Lutz writes: "Republicans' primary reason for sticking with the president-because it was a good political strategy - has begun to evaporate. Still, some are clinging on regardless."
Sens. David Perdue and Kelly Loeffler speak at a campaign event this month at a restaurant in Cumming, Ga. (photo: Megan Varner/Getty)
"Trump F---ed the Party": After Georgia Loss, the Republican Fissure Grows Even Deeper
06 January 21
Republicans’ primary reason for sticking with the president—because it was a good political strategy—has begun to evaporate. Still, some are clinging on regardless.
our years ago, Donald Trump asked Republicans to make a deal with the devil. It took some longer than others, but most eventually came around, normalizing and enabling and often outright participating in the depraved horror show of his presidency all in exchange for tax cuts, some judges, and, perhaps most importantly, access to his enthusiastic base. The pact must have seemed worthwhile for a time, especially for a party whose objections to Trump tended to be more stylistic than substantive. But if they’d bothered to read the fine print, they’d have known this would be where things were headed. Offer up your soul to Trump, and he’ll eventually come to collect.
He’s doing that now, as he mounts what will hopefully be a last-ditch effort to overturn his loss to Joe Biden. More than a hundred Republicans in the House, and about a dozen in the Senate, have pledged to protest the election results on his behalf—a cynical political ploy for some, a delusion for others, a dangerous assault on democracy for all. Trump is pushing for more: He’s encouraging protesters, including the often violent Proud Boys, to converge on Washington Wednesday when lawmakers meet to tabulate the election results, and pressuring his dutiful deputy Mike Pence to smash through the bounds of his ceremonial role as the overseer of that process and unilaterally declare those results invalid.
If Vice President @Mike_Pence comes through for us, we will win the Presidency. Many States want to decertify the mistake they made in certifying incorrect & even fraudulent numbers in a process NOT approved by their State Legislatures (which it must be). Mike can send it back!
— Donald J. Trump (@realDonaldTrump) January 6, 2021
But as he does, he’s getting a degree of pushback from Republicans that he has rarely, if ever, received. Many GOP officials who previously had his back appear to have reached their limit, creating a fissure within the party. “We have sworn an oath under God to defend the Constitution. We uphold that oath at all times, not only when it is politically convenient,” Liz Cheney, the prominent conservative senator from South Dakota, tweeted on Wednesday, becoming one of the most prominent Republicans to speak out against Trump’s attempted coup. “Congress has no authority to overturn elections by objecting to electors. Doing so steals power from the states & violates the Constitution.”
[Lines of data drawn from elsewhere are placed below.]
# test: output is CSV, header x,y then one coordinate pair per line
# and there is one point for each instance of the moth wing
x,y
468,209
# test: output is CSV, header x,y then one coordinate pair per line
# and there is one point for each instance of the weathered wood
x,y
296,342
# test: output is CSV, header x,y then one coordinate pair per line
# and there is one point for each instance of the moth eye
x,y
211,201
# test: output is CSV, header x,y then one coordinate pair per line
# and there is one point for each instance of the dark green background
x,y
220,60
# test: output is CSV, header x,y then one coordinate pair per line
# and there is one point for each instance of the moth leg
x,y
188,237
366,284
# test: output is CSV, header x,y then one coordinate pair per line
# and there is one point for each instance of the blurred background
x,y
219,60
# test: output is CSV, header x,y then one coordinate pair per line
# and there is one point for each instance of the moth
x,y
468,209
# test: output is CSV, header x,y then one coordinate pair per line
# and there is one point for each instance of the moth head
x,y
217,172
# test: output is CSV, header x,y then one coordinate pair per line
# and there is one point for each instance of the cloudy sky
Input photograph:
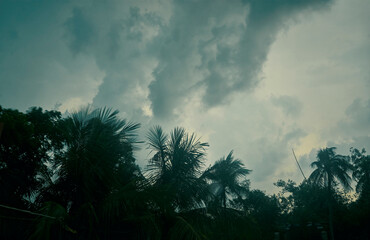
x,y
259,77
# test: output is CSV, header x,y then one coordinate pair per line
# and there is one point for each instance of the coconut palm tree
x,y
361,172
226,174
175,166
97,160
331,169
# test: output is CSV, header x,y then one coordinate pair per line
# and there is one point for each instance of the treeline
x,y
76,177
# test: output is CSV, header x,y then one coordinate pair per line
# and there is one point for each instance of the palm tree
x,y
330,169
175,166
225,175
98,155
361,172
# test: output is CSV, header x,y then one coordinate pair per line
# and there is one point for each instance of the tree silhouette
x,y
225,175
330,169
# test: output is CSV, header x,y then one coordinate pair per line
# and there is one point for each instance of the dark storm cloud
x,y
227,44
273,153
290,106
356,125
81,31
168,51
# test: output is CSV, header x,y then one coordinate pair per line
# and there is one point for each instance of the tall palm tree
x,y
174,171
361,172
98,150
225,175
176,165
330,169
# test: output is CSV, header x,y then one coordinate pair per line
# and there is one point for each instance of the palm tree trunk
x,y
330,198
224,198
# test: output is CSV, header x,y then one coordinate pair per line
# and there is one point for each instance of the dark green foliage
x,y
75,177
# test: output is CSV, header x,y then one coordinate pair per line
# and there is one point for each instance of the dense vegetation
x,y
75,177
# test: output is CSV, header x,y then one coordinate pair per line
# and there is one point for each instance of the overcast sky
x,y
259,77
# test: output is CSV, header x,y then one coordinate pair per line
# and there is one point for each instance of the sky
x,y
260,77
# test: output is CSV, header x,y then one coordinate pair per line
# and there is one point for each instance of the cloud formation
x,y
259,77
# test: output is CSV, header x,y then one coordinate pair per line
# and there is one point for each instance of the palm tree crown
x,y
331,168
225,175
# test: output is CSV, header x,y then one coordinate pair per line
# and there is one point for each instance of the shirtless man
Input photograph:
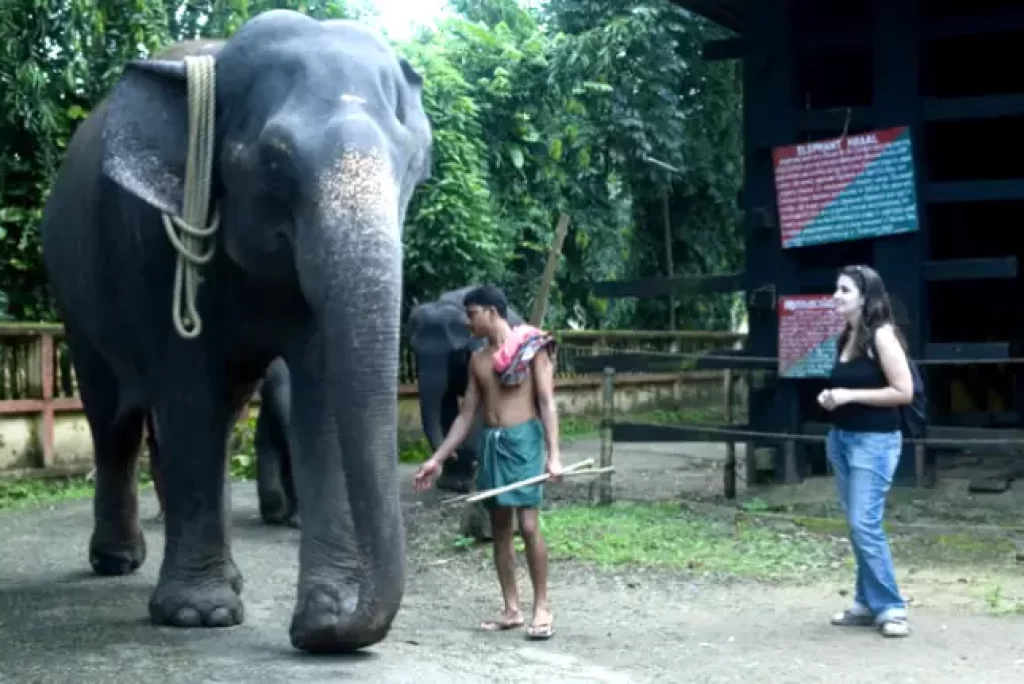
x,y
519,420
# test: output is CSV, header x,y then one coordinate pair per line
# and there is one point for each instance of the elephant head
x,y
438,335
321,138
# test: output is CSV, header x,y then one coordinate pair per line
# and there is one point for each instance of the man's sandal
x,y
540,632
895,627
502,625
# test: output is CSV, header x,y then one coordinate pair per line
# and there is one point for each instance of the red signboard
x,y
808,328
848,187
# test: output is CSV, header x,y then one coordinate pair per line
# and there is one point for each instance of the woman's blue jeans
x,y
863,464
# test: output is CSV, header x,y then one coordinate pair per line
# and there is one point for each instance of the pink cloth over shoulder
x,y
512,359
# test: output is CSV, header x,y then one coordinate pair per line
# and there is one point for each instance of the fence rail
x,y
37,379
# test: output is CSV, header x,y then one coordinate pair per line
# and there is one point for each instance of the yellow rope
x,y
186,234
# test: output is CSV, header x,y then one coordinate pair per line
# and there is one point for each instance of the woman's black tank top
x,y
862,372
Perhaps most importantly—if cynically—it no longer feels politically expedient to back the president. Raphael Warnock, who defeated Kelly Loeffler in Tuesday’s Georgia runoff elections and will become the state’s first Black senator, and Jon Ossoff, who is on the cusp of beating David Perdue, ran strong campaigns, and were buttressed by the grassroots work of Stacey Abrams and others to turn out Democratic voters. And Loeffler and Perdue didn’t exactly make a strong case for themselves to remain in office. But Trump’s selfish crusade to undo his own loss in the state almost certainly undermined the GOP candidates he was ostensibly supporting, first by falsely declaring the electoral process as a whole and those races specifically “illegal and invalid”—a bogus claim that seemed destined to depress his own side’s turnout—and then by hanging his erratic effort to thwart the will of the people around the incumbents’ necks.
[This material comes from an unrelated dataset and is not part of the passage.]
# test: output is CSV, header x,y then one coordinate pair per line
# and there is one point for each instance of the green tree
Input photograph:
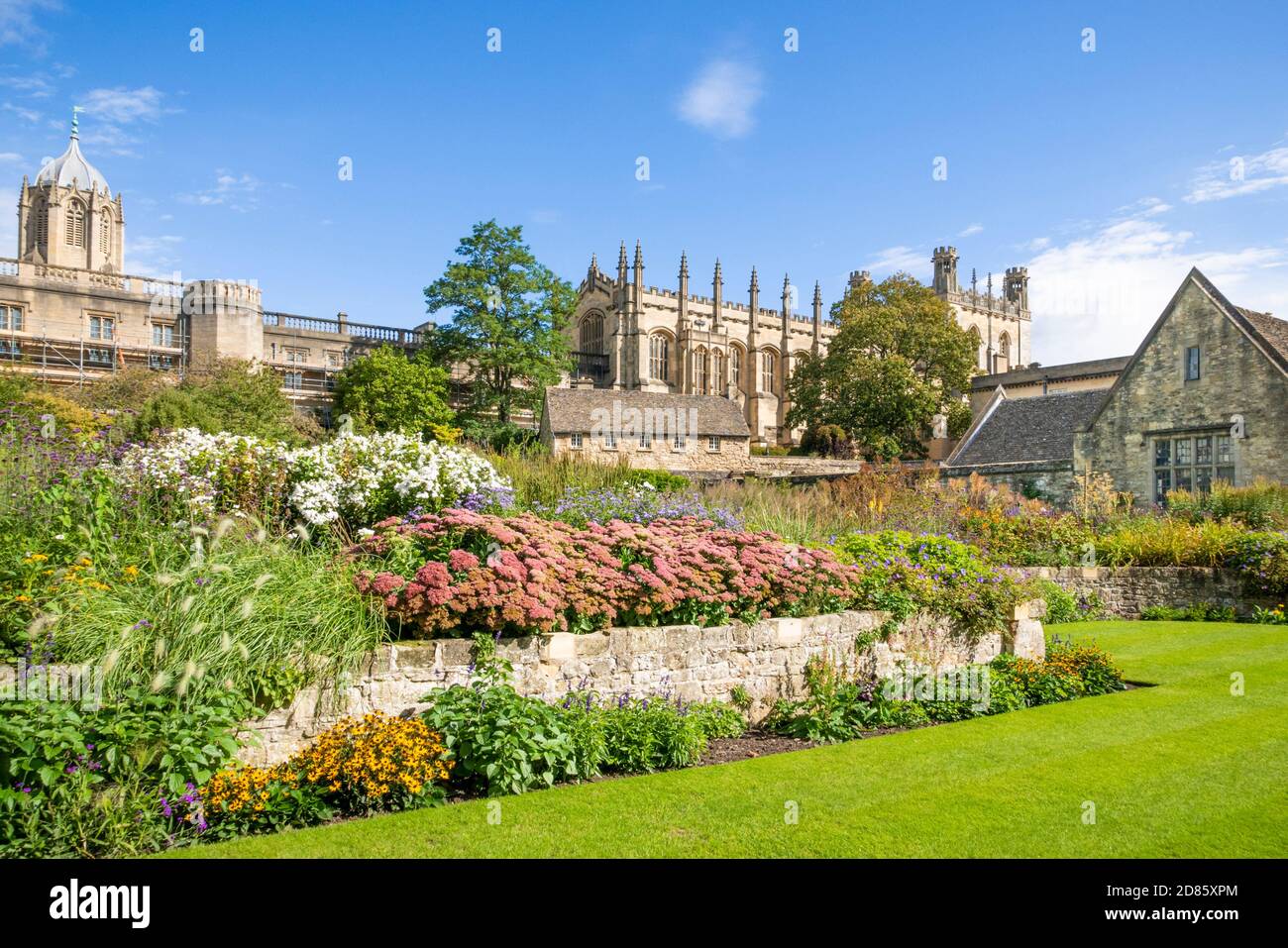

Perdue and Loeffler wore it proudly: He paid lip service to Trump’s plight and suggested he would object on Trump’s behalf if he landed in the Senate for the certification process Wednesday; she went all in during a Trump rally Monday, announcing to a crowd of MAGA faithful that she planned to join the Senate protest led by Ted Cruz and Josh Hawley. But hewing close to Trump isn’t exactly paying off for them. Democrats are coloring a longtime red state blue, and are now poised to control both chambers of congress and the White House. If their morals aren’t keeping them from going all in on Trump, at least some Republicans may begin to see after Georgia the limits of his political benefits to them. “Trump is the cause of this, lock, stock, and barrel,” a Republican strategist told Politico Wednesday.
“Trump f---ed the party. He f---ed the party with his conspiracy theories and pushing females and independents away from the party,” a Trump adviser told Bloomberg’s Jennifer Jacobs. “The bleeding needs to stop. He needs to go.”
A great many will continue to stand with him, believing MAGA to be the path to enacting their agenda. Others won’t care, seeking to fulfill the true promise of Trumpism: to burn it all down. They may be rewarded for doing so, as the massive, frenzied crowds converging on D.C. ahead of the Biden certification underline. But with his behavior no longer merely threatening democracy, but their own political ends, other Republicans seem ready to hop off the Trump Train. Even as they do, Americans would be wise to remember how long they were willing to ride it, how much they plowed through, and all the damage they left in their wake.